Across the country, gambling is reaching a saturation point as states that were late to the party, including New York, Kansas, Maryland and Maine, licensed more facilities in an effort to increase tax revenue. More than 70% of U.S. gambling revenue is generated outside Nevada. Ohio became the 23rd state to join the party, opening four casinos since 2012. Massachusetts is next. Nationally, gambling revenue rose 4.8% last year to $37.34 billion, according to the American Gaming Association--still below 2006 levels. But seven states suffered revenue decreases as play was distributed among more casinos.

Although Las Vegas is a shameless city, it got caught with its paradigm pants down. The segment of tourist dollars spent on gambling, now less than 50% of the total, has been declining for years as the town continues to open more celebrity-chef restaurants, Cirque du Soleil shows, high-rise amusement rides and nightclubs. Diversification has long been part of the city's strategic plan, and that has helped Las Vegas retain its status as one of the country's top tourist and meeting destinations.

The newest entertainment twist now is day clubs, like the Bare Pool Lounge at the Mirage ("where women are free to frolic topless") or Liquid at Aria, where celebrity DJs like E-Rock gather half-naked 20-somethings at poolside parties to swing the afternoon away until the night shift commences at such ultra-hot clubs as Tryst at the Wynn that buzz until the next pool opens. This younger crowd views gambling more as a sporting diversion, not something to take seriously or do for very long.

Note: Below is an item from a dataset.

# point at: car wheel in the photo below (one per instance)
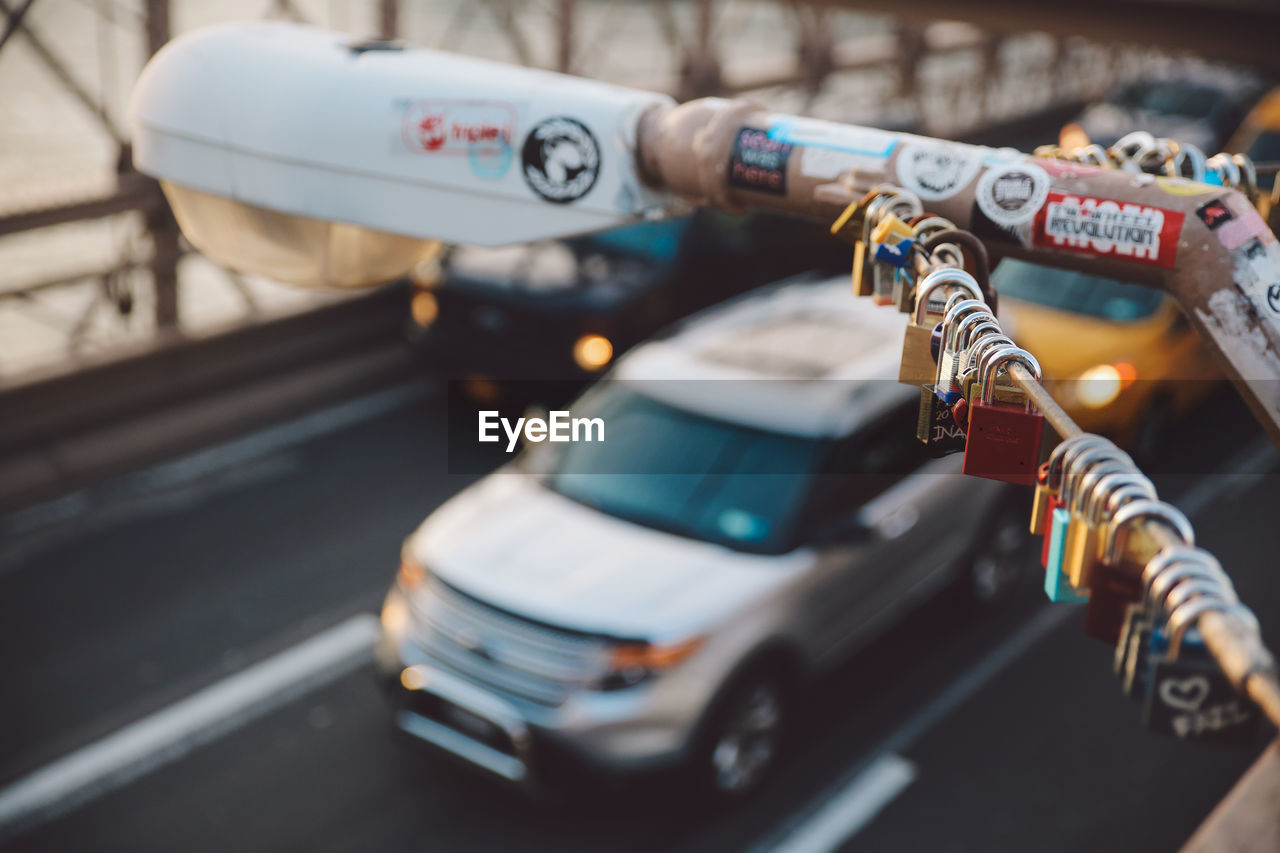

There's no way, though, that millennials swilling overpriced designer vodka can match the profit of a $25 blackjack table that hands out free booze. A 5,000-room casino hotel that runs 24/7 has high operating costs, and it's the gambling action that has covered them. The magic of a casino hotel is that once the costs are covered, profit mounts prodigiously--in accounting jargon, this is a business with very high operating leverage.